Note: Observations in the Severe Category are characterized with the word 'severe' and scored 100% in conformity with the Gautherie interpretation protocol.
VI. IMPRESSIONS
Impressions: INTENSELY ABNORMAL BREAST THERMOGRAM. TH5 [VERY HIGH RISK] CLASSIFICATION.
The right breast is seen at very high risk for the development of breast cancer, presenting a Thermal Classification TH5.
This is Intensely Abnormal (Very High Risk). This thermal finding statistically indicates the presence of significant pathology. Immediate attention is recommended.
The left breast is seen at low risk for the development of breast cancer, presenting a Thermal Classification TH1.
This is a Normal (Low Risk) breast thermogram.
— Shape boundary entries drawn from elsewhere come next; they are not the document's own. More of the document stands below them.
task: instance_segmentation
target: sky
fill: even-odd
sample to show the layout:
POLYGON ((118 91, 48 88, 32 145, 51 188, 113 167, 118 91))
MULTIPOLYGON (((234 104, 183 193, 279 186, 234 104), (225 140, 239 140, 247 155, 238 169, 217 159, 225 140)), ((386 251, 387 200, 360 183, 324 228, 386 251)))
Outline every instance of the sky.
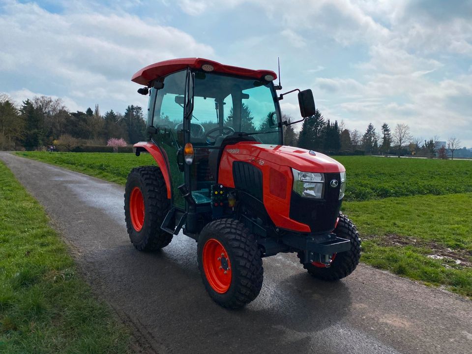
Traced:
MULTIPOLYGON (((147 106, 132 75, 197 57, 277 71, 326 119, 472 147, 472 0, 0 0, 0 92, 103 114, 147 106)), ((296 94, 281 101, 299 117, 296 94)))

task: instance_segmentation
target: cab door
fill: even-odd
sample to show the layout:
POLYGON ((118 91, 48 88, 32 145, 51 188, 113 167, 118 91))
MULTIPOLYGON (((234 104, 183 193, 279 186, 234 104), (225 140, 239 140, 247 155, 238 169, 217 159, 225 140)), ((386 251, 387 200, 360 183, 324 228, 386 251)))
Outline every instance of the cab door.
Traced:
MULTIPOLYGON (((184 145, 183 133, 184 109, 182 98, 185 90, 186 70, 168 75, 164 87, 157 90, 152 119, 148 121, 157 129, 152 140, 167 156, 172 190, 173 207, 184 211, 185 201, 178 187, 185 183, 184 173, 179 168, 177 152, 184 145)), ((153 99, 152 97, 150 100, 153 99)))

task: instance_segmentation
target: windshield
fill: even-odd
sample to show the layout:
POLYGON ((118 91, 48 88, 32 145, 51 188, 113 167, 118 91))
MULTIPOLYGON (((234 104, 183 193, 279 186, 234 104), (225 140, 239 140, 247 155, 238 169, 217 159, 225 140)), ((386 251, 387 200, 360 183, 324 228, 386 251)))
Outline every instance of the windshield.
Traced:
POLYGON ((196 73, 191 140, 211 146, 227 135, 251 135, 265 144, 281 144, 276 97, 271 83, 196 73))

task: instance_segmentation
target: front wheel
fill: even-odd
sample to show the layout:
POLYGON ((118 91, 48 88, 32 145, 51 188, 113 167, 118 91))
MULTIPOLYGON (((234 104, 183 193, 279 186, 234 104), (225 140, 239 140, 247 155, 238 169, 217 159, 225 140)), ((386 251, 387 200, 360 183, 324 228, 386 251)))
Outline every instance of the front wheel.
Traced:
POLYGON ((171 242, 172 235, 161 229, 170 206, 160 169, 131 170, 125 187, 124 215, 129 238, 138 251, 158 250, 171 242))
POLYGON ((349 251, 332 255, 329 267, 319 262, 304 263, 304 254, 298 253, 300 263, 308 273, 315 278, 323 280, 337 280, 347 277, 352 273, 359 264, 360 258, 360 239, 355 225, 348 217, 339 213, 339 221, 333 231, 338 237, 346 238, 351 241, 349 251))
POLYGON ((262 259, 254 236, 242 223, 233 219, 209 223, 200 233, 197 252, 203 283, 218 304, 238 308, 259 295, 262 259))

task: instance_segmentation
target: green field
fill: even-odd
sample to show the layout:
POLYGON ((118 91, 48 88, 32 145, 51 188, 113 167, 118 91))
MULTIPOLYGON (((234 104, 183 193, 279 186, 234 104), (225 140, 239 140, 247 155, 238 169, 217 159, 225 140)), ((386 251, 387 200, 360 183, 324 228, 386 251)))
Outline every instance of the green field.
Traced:
POLYGON ((337 156, 349 187, 346 200, 472 192, 472 161, 337 156))
MULTIPOLYGON (((124 184, 144 154, 18 153, 124 184)), ((472 161, 339 156, 362 261, 472 297, 472 161), (428 257, 429 256, 429 257, 428 257)))
POLYGON ((42 207, 0 162, 0 353, 127 353, 42 207))

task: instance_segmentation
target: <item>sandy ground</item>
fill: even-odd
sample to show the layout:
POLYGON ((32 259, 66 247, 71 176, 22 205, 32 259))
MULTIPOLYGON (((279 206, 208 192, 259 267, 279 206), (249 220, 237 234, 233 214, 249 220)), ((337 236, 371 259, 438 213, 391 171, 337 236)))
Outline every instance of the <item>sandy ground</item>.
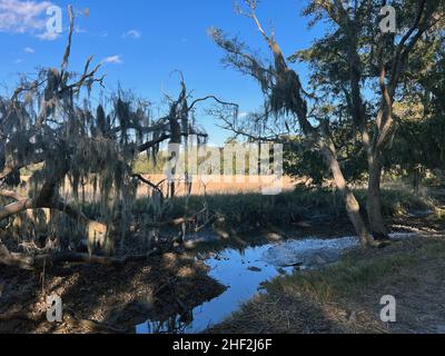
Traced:
POLYGON ((188 317, 224 287, 187 255, 166 254, 120 269, 65 265, 34 273, 2 268, 0 333, 135 333, 148 319, 188 317), (46 298, 63 304, 63 322, 46 319, 46 298))

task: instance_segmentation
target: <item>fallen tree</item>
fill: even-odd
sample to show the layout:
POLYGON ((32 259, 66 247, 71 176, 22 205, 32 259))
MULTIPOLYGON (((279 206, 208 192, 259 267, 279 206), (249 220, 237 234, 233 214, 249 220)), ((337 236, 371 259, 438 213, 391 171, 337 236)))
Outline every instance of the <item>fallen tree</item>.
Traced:
POLYGON ((93 254, 101 248, 113 256, 116 244, 123 245, 135 226, 145 229, 140 235, 165 227, 182 230, 196 221, 196 215, 162 222, 162 206, 175 196, 175 180, 168 181, 169 191, 164 194, 159 186, 132 172, 135 161, 141 154, 156 161, 161 145, 186 145, 189 136, 198 137, 199 145, 206 144, 207 134, 194 119, 201 102, 212 100, 228 112, 237 112, 235 103, 212 95, 191 101, 182 76, 177 99, 167 97, 167 113, 159 118, 152 117, 146 100, 122 90, 108 99, 111 110, 107 112, 105 103, 93 110, 90 96, 96 86, 103 87, 105 76, 98 77, 101 63, 91 68, 92 57, 80 75, 68 70, 75 30, 71 7, 68 13, 68 44, 60 67, 42 69, 37 79, 22 79, 10 98, 0 98, 0 222, 11 226, 20 218, 24 227, 18 226, 16 237, 32 240, 39 233, 36 216, 48 210, 44 237, 65 240, 65 245, 59 246, 61 253, 37 257, 9 253, 3 246, 3 265, 34 268, 46 260, 119 266, 147 258, 150 251, 122 258, 93 254), (29 176, 26 188, 23 170, 29 176), (135 221, 132 215, 139 184, 161 196, 144 224, 135 221), (87 185, 98 200, 93 216, 85 212, 87 185), (69 196, 61 194, 66 186, 69 196), (75 240, 88 240, 88 255, 63 251, 75 240))

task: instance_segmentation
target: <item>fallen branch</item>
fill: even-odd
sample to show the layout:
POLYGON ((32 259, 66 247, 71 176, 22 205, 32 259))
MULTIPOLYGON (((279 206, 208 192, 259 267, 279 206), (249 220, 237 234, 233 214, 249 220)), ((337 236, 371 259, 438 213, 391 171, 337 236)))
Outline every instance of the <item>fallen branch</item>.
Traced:
POLYGON ((122 258, 116 257, 102 257, 102 256, 90 256, 88 254, 77 253, 56 253, 48 255, 40 255, 36 257, 29 257, 23 254, 11 254, 4 245, 0 245, 0 265, 9 267, 18 267, 20 269, 33 270, 42 267, 43 265, 57 265, 57 264, 90 264, 100 265, 108 267, 122 267, 129 263, 140 263, 158 254, 154 250, 146 255, 134 255, 126 256, 122 258))

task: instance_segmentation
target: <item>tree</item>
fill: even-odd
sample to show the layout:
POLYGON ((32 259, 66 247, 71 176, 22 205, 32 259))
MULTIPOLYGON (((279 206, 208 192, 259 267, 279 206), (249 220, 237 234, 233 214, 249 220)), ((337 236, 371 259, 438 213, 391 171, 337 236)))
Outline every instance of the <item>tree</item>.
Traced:
MULTIPOLYGON (((396 36, 377 34, 378 14, 385 1, 357 0, 353 1, 353 7, 349 2, 309 1, 305 13, 314 16, 314 23, 328 20, 333 27, 312 49, 286 60, 276 39, 267 34, 256 14, 258 1, 245 0, 245 6, 238 11, 254 20, 274 55, 274 62, 268 66, 237 38, 229 38, 219 29, 212 29, 211 34, 227 55, 226 65, 259 81, 266 107, 261 127, 285 128, 285 131, 269 136, 257 134, 257 139, 283 141, 290 131, 303 134, 307 149, 316 148, 324 156, 337 188, 344 195, 348 216, 363 245, 368 246, 374 245, 374 239, 387 237, 379 198, 382 156, 393 134, 393 106, 398 85, 406 72, 409 55, 421 38, 437 24, 439 1, 421 1, 417 6, 413 1, 408 6, 405 2, 407 10, 404 11, 406 17, 400 31, 406 28, 407 31, 398 43, 395 43, 396 36), (413 23, 408 24, 413 18, 413 23), (296 59, 312 65, 314 93, 303 89, 299 76, 290 68, 296 59), (378 78, 379 100, 376 110, 368 110, 362 85, 373 78, 378 78), (349 139, 360 145, 368 158, 367 215, 372 234, 340 165, 345 148, 337 147, 335 132, 344 120, 352 122, 349 139)), ((246 127, 239 127, 239 122, 230 122, 227 128, 246 134, 246 127)), ((254 135, 250 131, 248 136, 254 135)))
MULTIPOLYGON (((376 239, 388 237, 382 215, 380 181, 384 156, 396 134, 394 106, 403 101, 403 83, 407 73, 415 70, 416 51, 438 37, 444 10, 435 0, 392 1, 398 19, 398 37, 380 32, 379 13, 387 4, 387 1, 312 1, 305 13, 313 16, 315 22, 327 20, 333 30, 313 48, 294 57, 313 66, 314 85, 332 90, 336 96, 332 101, 339 97, 347 105, 367 157, 367 216, 376 239), (366 93, 368 88, 372 93, 366 93)), ((421 62, 431 63, 427 58, 421 62)))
Note: A negative thermal finding does not preclude the possible presence of significant pathology.
VII. PATHOLOGY
Pathology:
The right breast is seen with multiple indications of severe abnormality. Notwithstanding any other possible pathology, this very high risk TH5 Classification is generally characteristic of most cystosarcoma phyllodes, inflammatory mastitis, acute abscesses, mature micro-invasive carcinomas (≤ 5mm), T1 carcinomas, modullary cancers, and carcinomatous mastitis.
The left breast appears without thermopathological evidence.
Impressions and Pathology are seperate, but closely related sections of the Breast Thermography Report. The Impressions section speaks to the program's assessment of the patient's breast health condition and risk of developing breast cancer. The Pathology Section speaks to the pathologies typically seen for such impressions.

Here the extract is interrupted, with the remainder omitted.